The remaining high school teams were awarded cash prizes and the top three teams earned All-American honors:
- 2nd place: Brentwood High School, Long Island
- 3rd Place: New Rochelle High School
- 4th Place: Nottingham High School (New Jersey)
The competition was hosted by Emmy-winner Caridad De La Luz; the red carpet was hosted by radio and TV personality Dr. Bob Lee of WBLS.
“I’d like to congratulate winners Delaware State University and Monsignor Scanlan High School, as well as all the incredible performers for bringing their ‘A game’ to the Apollo this weekend,” said Jessica “Remo” Saul, Executive Producer of the NCPA and NHSPA championships. “Their ongoing commitment to their craft, their alma maters and each other plays a significant role in keeping the treasured art form of step alive. The 2023 championships were a rousing success, with audience members and supporters alike raving about the talent and showmanship the performers brought to the legendary stage.”
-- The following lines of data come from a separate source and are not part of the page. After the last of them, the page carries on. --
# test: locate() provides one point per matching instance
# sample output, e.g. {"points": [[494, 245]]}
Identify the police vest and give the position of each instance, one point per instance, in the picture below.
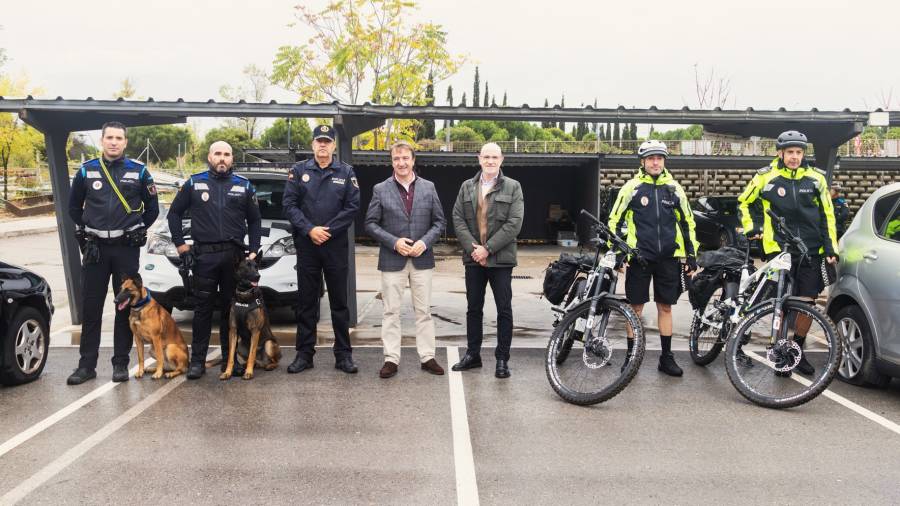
{"points": [[103, 210]]}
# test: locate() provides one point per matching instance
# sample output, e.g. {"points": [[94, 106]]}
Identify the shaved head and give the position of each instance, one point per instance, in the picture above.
{"points": [[220, 157]]}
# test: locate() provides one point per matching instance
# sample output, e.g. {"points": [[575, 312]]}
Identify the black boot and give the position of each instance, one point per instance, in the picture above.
{"points": [[668, 366], [803, 367]]}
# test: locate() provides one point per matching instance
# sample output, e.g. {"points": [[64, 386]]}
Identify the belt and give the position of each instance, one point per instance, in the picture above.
{"points": [[215, 247], [110, 234]]}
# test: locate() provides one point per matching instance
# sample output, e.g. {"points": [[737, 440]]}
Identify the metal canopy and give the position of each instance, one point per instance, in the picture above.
{"points": [[56, 119]]}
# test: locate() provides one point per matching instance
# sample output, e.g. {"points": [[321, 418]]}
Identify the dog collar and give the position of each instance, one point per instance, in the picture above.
{"points": [[141, 303]]}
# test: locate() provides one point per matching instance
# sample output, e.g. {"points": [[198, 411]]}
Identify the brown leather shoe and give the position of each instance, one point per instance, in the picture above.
{"points": [[432, 367], [387, 370]]}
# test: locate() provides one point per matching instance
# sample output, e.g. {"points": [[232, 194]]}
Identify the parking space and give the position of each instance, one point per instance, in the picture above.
{"points": [[324, 437], [328, 438]]}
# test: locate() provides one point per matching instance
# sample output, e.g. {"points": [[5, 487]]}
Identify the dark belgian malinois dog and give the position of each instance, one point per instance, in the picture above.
{"points": [[151, 323], [250, 320]]}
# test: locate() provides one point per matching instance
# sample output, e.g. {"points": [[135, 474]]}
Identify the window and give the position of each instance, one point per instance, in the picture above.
{"points": [[883, 211]]}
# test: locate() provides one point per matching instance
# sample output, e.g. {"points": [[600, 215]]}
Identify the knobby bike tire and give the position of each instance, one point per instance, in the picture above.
{"points": [[814, 389], [625, 377]]}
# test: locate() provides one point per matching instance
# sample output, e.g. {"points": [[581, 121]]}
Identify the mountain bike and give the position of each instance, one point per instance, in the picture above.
{"points": [[598, 341], [753, 316]]}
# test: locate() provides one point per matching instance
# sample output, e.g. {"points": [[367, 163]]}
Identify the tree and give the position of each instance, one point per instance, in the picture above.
{"points": [[276, 135], [428, 124], [546, 124], [166, 142], [365, 48], [127, 89], [253, 89], [711, 91], [476, 90], [18, 142]]}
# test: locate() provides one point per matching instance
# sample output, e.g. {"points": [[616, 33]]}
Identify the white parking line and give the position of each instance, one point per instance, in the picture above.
{"points": [[48, 422], [464, 462], [50, 470], [843, 401]]}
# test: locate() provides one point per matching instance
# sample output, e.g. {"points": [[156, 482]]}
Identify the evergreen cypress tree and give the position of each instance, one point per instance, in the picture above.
{"points": [[449, 123], [428, 124]]}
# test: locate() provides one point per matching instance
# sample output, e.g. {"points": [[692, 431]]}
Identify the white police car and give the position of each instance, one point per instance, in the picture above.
{"points": [[278, 275]]}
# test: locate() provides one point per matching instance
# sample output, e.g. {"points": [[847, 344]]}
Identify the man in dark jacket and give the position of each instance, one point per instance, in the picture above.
{"points": [[112, 202], [321, 198], [406, 218], [223, 209], [487, 217]]}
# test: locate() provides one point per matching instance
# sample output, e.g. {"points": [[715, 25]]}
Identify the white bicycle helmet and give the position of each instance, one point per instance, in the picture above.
{"points": [[652, 147]]}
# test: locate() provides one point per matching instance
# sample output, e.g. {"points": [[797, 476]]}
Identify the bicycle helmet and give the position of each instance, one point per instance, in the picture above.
{"points": [[791, 138], [652, 147]]}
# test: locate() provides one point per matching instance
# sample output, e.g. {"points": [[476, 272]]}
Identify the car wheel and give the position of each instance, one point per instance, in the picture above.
{"points": [[858, 365], [25, 347]]}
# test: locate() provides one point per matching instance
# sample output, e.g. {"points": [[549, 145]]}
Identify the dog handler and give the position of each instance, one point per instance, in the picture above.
{"points": [[223, 210], [112, 202]]}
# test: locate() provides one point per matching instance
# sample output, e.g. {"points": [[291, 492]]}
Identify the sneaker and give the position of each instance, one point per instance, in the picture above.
{"points": [[668, 366]]}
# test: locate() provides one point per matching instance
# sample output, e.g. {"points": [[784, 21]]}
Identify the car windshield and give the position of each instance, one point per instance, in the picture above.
{"points": [[269, 193]]}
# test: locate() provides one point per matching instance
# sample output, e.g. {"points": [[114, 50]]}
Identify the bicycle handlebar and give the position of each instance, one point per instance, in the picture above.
{"points": [[617, 241], [785, 231]]}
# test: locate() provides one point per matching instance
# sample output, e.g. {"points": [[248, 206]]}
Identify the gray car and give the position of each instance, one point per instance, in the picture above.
{"points": [[865, 301]]}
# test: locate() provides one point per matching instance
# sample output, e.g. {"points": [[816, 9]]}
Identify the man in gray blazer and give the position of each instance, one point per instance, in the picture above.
{"points": [[406, 218]]}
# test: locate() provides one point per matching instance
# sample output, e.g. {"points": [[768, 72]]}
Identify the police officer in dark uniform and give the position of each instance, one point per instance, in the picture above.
{"points": [[223, 209], [321, 198], [112, 202]]}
UpStaged is the parent company for the NCPA and NHSPA. According to UpStaged CEO Stephan Hartman, the 2024 competition will include additional college performing arts genres, including gospel, hip hop, spoken word, as well as job fairs and more.
“UpStaged loves Harlem, the vibe, the vibrant culture, the rich history and eclectic diversity,” said Stephan Hartman, CEO of UpStaged. “For 2024, we are planning a much bigger event with a full four days of competitions, panels, and more. We think Harlem is the best place to host the 2024 championships, as it stimulated so much economic activity for the community, with audience members traveling to the event from 18 different states. Other cities have already reached out to us, offering support and infrastructure to make it an annual event in their city. Ultimately, the decision will depend on a range of factors, including local infrastructure and transportation options, overall costs and logistics of hosting the event.”
About UpStaged Entertainment Group
UpStaged Entertainment Group is a NYC-based diversified performing arts platform empowering the nation’s student performers to compete for national championships, like student athletes, across 25 genres (e.g., step, comedy, a cappella) in premier venues and virtual platforms. Operating under National Collegiate Performing Arts (NCPA)™ and National High School Performing Arts (NHSPA)™ brands, UpStaged brings cohesiveness to historically siloed performing arts communities. To learn more about UpStaged visit https://www.upstagedu.com/
About National Collegiate Performing Arts (NCPA)™
The NCPA organizes the nation’s dynamic student performers and their universities – like President Roosevelt’s goal in forming the NCAA in 1906 – to 1) Implement comprehensive competition structure across performing arts genres 2) elevate collegiate performing arts to a national stage providing recognition like college athletes 3) financially support historically underfunded college performing arts.
About National High School Performing Arts (NHSPA)™
The NHSPA organizes the nation’s dynamic student performers and their high schools – like President Roosevelt’s goal in forming the NCAA in 1906 – to 1) Implement comprehensive competition structure across performing arts genres 2) elevate collegiate performing arts to a national stage providing recognition like college athletes 3) financially support historically underfunded high school performing arts.